Celebration of Thanksgiving
A Thanksgiving celebration wouldn’t be proper alone without turkey and fixings. Smoked turkey, cranberry relish, filling, mash potato with gravy, yams, and Brussels sprouts are essential sides.
Traditional Thanksgiving gatherings often revolve on family gatherings watching football
Many American Thanksgiving gatherings center around a football game. This custom stems back to the first-ever football match among Yale and Princeton, that was played on Thanksgiving Day in 1876—since that time, playing football has been associated with Thanksgiving. It’s a fascinating thought that a single football match from 1876 might have such a long-lasting effect on an apparently unrelated festival.

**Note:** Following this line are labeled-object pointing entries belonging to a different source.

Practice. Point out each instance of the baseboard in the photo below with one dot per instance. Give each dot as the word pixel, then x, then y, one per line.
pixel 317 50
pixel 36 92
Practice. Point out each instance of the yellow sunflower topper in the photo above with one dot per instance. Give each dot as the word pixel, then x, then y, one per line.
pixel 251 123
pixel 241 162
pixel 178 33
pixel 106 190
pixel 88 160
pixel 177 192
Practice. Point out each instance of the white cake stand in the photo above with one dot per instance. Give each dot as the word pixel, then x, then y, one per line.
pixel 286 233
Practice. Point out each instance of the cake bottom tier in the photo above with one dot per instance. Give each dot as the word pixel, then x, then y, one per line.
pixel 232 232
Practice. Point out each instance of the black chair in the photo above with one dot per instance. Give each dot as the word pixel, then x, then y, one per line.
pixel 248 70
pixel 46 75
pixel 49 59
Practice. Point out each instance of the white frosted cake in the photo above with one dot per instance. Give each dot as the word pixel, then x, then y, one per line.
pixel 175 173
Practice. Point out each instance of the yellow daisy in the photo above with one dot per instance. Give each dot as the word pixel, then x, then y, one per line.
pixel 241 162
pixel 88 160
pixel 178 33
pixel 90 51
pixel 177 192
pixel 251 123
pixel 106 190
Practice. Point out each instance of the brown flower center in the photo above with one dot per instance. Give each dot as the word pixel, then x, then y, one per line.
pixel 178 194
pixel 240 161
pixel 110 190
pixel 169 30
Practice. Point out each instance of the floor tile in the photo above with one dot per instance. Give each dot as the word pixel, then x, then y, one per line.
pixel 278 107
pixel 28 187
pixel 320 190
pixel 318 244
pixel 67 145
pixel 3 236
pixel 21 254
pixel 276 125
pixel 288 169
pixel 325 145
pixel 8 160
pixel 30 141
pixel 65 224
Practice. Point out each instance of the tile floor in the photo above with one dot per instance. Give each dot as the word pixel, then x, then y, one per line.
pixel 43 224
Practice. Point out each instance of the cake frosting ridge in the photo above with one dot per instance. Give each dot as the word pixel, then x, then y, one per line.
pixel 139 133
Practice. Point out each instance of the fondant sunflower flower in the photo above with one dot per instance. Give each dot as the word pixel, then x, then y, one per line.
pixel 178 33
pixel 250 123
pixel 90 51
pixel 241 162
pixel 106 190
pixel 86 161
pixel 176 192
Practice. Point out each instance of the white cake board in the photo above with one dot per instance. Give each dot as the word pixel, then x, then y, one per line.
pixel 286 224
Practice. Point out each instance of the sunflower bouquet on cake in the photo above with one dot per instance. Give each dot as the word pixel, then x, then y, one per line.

“Drinksgiving” occurs on the Wednesday before Thanksgiving.
During this festive season, many toasts will be made. The night before Thanksgiving, that has emerged as arguably among the booziest evenings of the year, comes before the famous meal even starts. “Black Wednesday” is what some people are calling it now. On the evening before Thanksgiving, many companies, not only bars, see an uptick in sales due to the holiday. In recent years, Uber has even provided free trips on that evening to capitalize on the increased demand.
Black Friday is the day to go shopping till you drop.
The day following Thanksgiving is often the busiest shopping day of the year. This day has become so popular that it is nearly celebrated as a holiday now: Black Friday. Despite the shift to online shopping, many people still wake up very early on Black Friday to score the best deals and kick off their holiday shopping.